I recently spoke with a newly appointed regional director at StandWithUs, whose materials you can find in our KOH Library and whose curriculum I intend to use in teaching the 7th Graders at Mosaic Law’s MERCAZ Religious School. We had a powerful conversation at which we finally got to the core of our differences. He said he did not grow up with my strong pro-Israel background and was pro-Palestinian entering college. He later became a strong supporter of Israel and has an insecurity in losing his support for Israel. I never thought of that before-that because I was blessed with such a strong pro-Israel background that I am able to handle other perspectives without losing my secure faith in Israel-whereas someone else who did not have that background or who was hearing a more critical or nuanced approach for the first time might react completely differently. Nevertheless, I ask the following question: does people’s lack of background regarding the facts of Israel mean we should only have strong right-wing speakers on Israel or can our beliefs be strong enough to hear from people with diverse perspectives? Education needs to be a primary focus, and student in the Mosaic Law educational programs must have a strong factual basis in Israeli history. For adults who have not had a strong Israel foundation, I recommend Jonathan Lightman’s Melton class Beyond Borders: History of the Arab-Israeli Conflict. At the same time, I want us to be open to hearing different perspectives from what may be our own without jumping to conclusions.

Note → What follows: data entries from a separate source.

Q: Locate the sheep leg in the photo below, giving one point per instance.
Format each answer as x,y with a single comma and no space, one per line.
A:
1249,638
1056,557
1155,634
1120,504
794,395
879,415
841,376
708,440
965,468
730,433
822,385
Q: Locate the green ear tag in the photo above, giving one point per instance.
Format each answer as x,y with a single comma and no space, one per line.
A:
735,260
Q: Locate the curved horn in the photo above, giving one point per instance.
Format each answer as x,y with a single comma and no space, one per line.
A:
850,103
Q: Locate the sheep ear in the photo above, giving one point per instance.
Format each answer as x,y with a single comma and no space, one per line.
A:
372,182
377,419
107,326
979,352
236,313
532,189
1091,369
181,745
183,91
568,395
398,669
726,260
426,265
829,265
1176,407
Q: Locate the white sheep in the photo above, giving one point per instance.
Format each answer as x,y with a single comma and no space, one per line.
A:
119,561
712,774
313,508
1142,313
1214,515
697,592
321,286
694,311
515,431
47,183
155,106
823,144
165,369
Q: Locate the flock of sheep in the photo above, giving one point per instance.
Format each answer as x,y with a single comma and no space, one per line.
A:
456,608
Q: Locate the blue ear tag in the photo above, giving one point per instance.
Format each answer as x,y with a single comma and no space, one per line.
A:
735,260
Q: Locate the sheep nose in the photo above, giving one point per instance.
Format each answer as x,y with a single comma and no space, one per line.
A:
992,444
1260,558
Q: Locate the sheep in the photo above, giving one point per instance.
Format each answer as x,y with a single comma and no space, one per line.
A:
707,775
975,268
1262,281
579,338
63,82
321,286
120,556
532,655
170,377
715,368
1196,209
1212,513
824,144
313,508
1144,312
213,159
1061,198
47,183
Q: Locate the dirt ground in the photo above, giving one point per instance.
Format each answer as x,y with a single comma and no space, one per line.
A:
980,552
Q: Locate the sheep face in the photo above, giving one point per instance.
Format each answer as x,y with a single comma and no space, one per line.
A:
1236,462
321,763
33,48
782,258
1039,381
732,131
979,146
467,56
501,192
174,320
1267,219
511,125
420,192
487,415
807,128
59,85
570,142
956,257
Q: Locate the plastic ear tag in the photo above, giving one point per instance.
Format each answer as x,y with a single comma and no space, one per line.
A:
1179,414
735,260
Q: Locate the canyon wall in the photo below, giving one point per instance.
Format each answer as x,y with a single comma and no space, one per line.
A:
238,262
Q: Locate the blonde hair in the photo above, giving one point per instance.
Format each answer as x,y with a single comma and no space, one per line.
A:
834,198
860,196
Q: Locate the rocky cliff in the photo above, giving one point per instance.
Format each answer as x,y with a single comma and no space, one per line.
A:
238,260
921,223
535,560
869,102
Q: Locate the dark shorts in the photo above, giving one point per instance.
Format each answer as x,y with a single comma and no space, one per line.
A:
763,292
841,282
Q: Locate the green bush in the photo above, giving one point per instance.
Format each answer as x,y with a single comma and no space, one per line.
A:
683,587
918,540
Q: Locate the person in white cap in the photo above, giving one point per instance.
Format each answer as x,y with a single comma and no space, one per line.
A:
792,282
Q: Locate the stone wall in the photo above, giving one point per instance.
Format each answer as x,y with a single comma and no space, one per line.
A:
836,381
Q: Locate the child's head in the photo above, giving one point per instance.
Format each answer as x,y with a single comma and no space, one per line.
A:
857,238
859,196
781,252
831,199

I would hate for someone to pigeonhole me, saying “Rabbi Herman is…” without understanding that like others here I have a varied background and I support a variety of speakers from diverse perspectives, while concurrently having boundaries such as those mentioned earlier.
As I look at Israel, I see a country beleaguered by rocket attacks by those who seek its destruction, where Israel has bent over backwards to support peace, whether with the Peel Commission of 1936, the UN Resolution of 1947, the Oslo Commission of 1992 or the Camp David Summit of 2000. I also see a country where a minority of its citizens who have had to endure pain from a Nation State Law, from checkpoints, a wall and some Knesset members who publicly have sought their deportation. The latter does not take away from my concern for the former as well as my marveling in Israel’s numerous technological and medical advancements despite threats to its survival, which I speak about each Shabbat at my Israel Update before the Prayer for Israel. I see a country that I love and will always firmly back while at the same time wanting to hear the real-life narratives of those who live there, regardless of whether they are Jewish, Christian, Muslim, Druze or Bedouin. Each of them has a story to tell, and to those afraid to hear certain stories I ask-Why? Is one’s faith in their beliefs so fragile that it will be shaken by hearing a different narrative? Or is it strong enough that we have the courage of our convictions to do what I taught in the Mahloket Matters course: engage in a 49-49 conversation not to change our opinion or that of the other but rather to recognize that each of us has some access to the truth. As Rabbi Joseph Telushkin said, we must work to diffuse this “increasingly uncivil atmosphere that characterizes American life.” In our increasingly polarized world, I hope we are able to have difficult but important conversations with those with diverse perspectives on Israel-especially with those who live there-and have faith that who we are and what we believe in will not disappear if and when we do so. Shana Tova-may this be a resolution for each and every one of us in the year 5783.
 Rabbi Joseph Telushkin, Zionist Rabbinic Coalition High Holy Day Seminar, August 25, 2022.